The International Betting Integrity Association (IBIA) has published its ‘first of its kind’ optimum study into betting regulation across multiple jurisdictions, in cooperation with H2 Gambling Capital.
H2 was commissioned with the task of evaluating the strengths and weaknesses of regulatory frameworks for various international betting jurisdictions, whilst consideration was also given to the effectiveness of betting product restrictions as well as the cost of match-fixing to the regulated global betting sector.
A jurisdictional analysis based on five core assessment criteria ranked the UK highest and India the lowest, whilst an optimum betting market solution in the form of ten regulatory pillars was also conducted.
The partnership also initiated an ‘evidence-based assessment’ of the availability of betting products and the cost of match fixing, whilst key findings from operator data covered $137bn in betting turnover.
However, no corruption issues were identified in 99.96% of surveyed markets, although a data-led evaluation revealed that the regulated sector suffered an annual loss of $25m due to match fixing.
Khalid Ali, CEO of IBIA, remarked. “The study and its contents can rightly be justified as unprecedented. H2 has conducted a detailed examination of product data covering $137bn in turnover, along with its own market data.
“The result is a report that provides a never seen before insight into global consumer demand, integrity risks and regulatory practices.
“In doing so, it reveals the core facets of a successful regulatory framework for betting.
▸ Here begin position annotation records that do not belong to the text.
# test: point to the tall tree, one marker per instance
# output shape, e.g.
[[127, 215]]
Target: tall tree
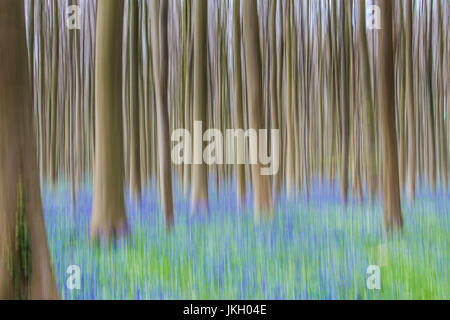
[[199, 192], [392, 212], [262, 195], [159, 22], [239, 118], [411, 183], [108, 208], [25, 269], [134, 150], [368, 104]]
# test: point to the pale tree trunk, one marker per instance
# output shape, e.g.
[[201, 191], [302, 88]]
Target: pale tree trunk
[[108, 209], [368, 105], [54, 94], [345, 107], [273, 84], [237, 74], [411, 175], [261, 184], [135, 176], [392, 212], [290, 149], [199, 192], [25, 269], [159, 22]]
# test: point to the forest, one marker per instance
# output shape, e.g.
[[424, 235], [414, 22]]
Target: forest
[[224, 149]]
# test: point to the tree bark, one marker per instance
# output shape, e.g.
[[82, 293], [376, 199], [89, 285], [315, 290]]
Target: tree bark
[[392, 214], [108, 209], [199, 192], [25, 269], [261, 184], [160, 69]]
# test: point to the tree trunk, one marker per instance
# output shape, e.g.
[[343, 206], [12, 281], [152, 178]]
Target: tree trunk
[[392, 214], [411, 183], [237, 74], [199, 192], [25, 269], [159, 21], [135, 176], [108, 208], [261, 184]]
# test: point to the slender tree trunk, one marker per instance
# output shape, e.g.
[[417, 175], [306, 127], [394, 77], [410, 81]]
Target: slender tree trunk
[[261, 184], [273, 85], [199, 192], [392, 212], [159, 20], [368, 105], [135, 165], [411, 183], [237, 74], [108, 208], [25, 269]]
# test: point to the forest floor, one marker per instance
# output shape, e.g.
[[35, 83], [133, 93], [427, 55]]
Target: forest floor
[[311, 250]]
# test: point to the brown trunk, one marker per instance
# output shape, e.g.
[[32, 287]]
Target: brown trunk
[[392, 214], [108, 208], [261, 184], [25, 269]]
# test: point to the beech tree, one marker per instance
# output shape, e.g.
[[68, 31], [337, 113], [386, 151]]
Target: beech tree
[[25, 269]]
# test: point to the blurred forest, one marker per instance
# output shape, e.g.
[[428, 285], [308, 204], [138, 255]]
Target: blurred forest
[[363, 111]]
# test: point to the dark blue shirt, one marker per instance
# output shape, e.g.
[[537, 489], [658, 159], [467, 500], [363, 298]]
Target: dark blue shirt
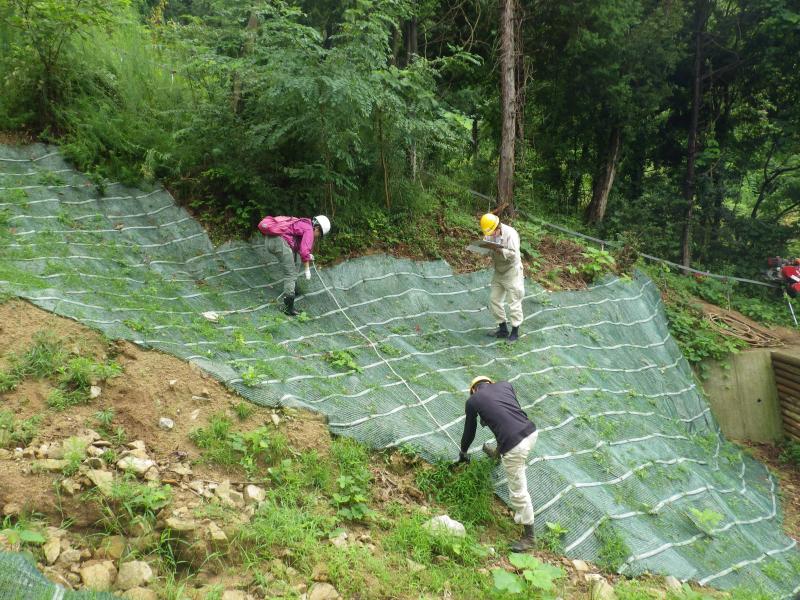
[[497, 406]]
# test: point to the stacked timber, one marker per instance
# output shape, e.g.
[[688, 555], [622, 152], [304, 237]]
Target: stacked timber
[[787, 378]]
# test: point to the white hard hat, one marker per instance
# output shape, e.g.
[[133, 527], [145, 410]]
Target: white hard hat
[[323, 222]]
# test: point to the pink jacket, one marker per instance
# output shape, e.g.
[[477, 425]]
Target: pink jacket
[[296, 232]]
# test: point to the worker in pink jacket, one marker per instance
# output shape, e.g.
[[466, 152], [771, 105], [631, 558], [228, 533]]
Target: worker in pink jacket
[[286, 239]]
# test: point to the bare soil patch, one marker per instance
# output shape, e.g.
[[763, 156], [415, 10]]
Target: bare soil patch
[[789, 476]]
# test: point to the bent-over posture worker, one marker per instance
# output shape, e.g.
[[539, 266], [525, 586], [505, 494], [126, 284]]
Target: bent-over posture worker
[[509, 279], [288, 237], [497, 406]]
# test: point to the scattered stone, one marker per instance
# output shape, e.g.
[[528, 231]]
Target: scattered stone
[[140, 526], [672, 583], [443, 523], [52, 465], [51, 549], [228, 496], [580, 566], [12, 509], [414, 567], [135, 573], [69, 556], [179, 524], [323, 591], [340, 541], [94, 462], [320, 572], [112, 547], [215, 533], [140, 594], [180, 469], [98, 576], [102, 480], [70, 486], [602, 590], [138, 465], [254, 494]]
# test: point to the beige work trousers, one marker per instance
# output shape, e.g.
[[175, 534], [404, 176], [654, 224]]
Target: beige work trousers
[[511, 285], [514, 462]]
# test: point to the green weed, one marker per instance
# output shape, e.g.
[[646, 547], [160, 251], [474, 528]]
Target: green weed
[[13, 431], [705, 520], [21, 532], [553, 537], [243, 410], [74, 454], [467, 493], [537, 579], [613, 549], [342, 359], [249, 450]]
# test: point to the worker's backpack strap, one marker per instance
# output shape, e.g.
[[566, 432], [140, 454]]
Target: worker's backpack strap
[[274, 226]]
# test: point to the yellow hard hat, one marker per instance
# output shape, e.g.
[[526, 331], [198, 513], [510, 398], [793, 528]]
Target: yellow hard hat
[[477, 380], [489, 223]]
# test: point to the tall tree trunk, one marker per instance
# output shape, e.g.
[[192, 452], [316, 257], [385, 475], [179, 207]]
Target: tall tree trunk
[[508, 97], [701, 17], [252, 26], [604, 178], [412, 39], [520, 75], [475, 140]]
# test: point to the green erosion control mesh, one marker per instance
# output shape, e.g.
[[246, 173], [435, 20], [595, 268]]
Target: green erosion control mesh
[[628, 447], [19, 580]]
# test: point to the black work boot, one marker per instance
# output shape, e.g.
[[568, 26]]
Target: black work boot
[[502, 331], [288, 306], [526, 541]]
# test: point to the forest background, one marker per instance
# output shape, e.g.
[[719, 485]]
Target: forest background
[[673, 126]]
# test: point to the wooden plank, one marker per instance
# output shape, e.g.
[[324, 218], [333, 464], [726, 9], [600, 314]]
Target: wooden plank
[[785, 358], [790, 422], [787, 371], [790, 387], [792, 406], [795, 433], [793, 411]]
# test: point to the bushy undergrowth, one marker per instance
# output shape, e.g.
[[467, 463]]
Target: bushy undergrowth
[[467, 492]]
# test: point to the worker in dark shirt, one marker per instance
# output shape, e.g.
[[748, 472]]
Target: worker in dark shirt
[[497, 406]]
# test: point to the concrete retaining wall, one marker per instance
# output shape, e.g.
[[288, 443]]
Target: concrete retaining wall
[[744, 397]]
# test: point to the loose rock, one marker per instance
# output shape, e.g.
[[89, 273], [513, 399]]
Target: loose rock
[[323, 591], [444, 523], [254, 494], [135, 573], [140, 594], [103, 480], [51, 549], [98, 576], [138, 465]]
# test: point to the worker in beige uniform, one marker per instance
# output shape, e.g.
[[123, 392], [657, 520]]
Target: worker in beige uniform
[[508, 280]]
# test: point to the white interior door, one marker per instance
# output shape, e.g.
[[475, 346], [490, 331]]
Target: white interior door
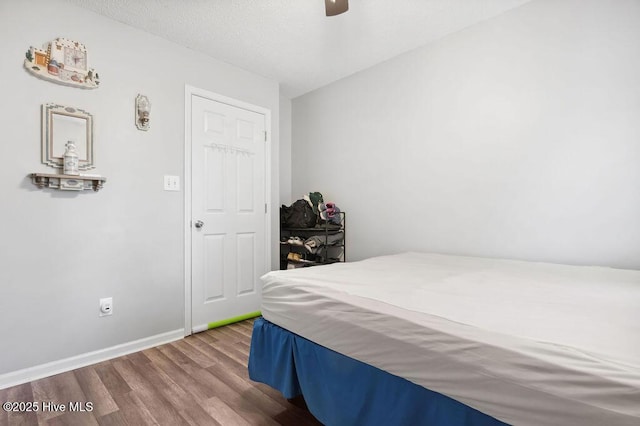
[[228, 211]]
IBIA hopes that these evidenced-based findings will assist the important ongoing global betting and integrity debate.”
Covering ‘a range of licencing models’ across 20 jurisdictions and six continents, the optimum study collected fiscal and integrity data from multiple regulated betting operators – representing almost 50% of all commercial online betting activity – which feed into the IBIA’s customer account-based integrity system.
Notably trade association partners involved in the study include the UK’s Betting and Gaming Council (BGC), Sweden’s Branscheforenigen för Onlinespel (BOS), Spain’s Jdigital, the Dutch Netherlands Online Gambling Authority (NOGA) and the continental European Gaming and Betting Association (EGBA).
David Henwood, Director of H2, remarked: “Our assessment of the various regulatory models in operation around the world has determined the key factors that are most likely to generate a successful well-regulated betting market: unlimited licensing, competitive GGR tax, wide product offering, integrity provisions and balanced advertising parameters.
“That position and our betting product and integrity evaluation is based on the most extensive and detailed collection of market data that has ever been assembled. The report’s findings are therefore unique and illuminating.”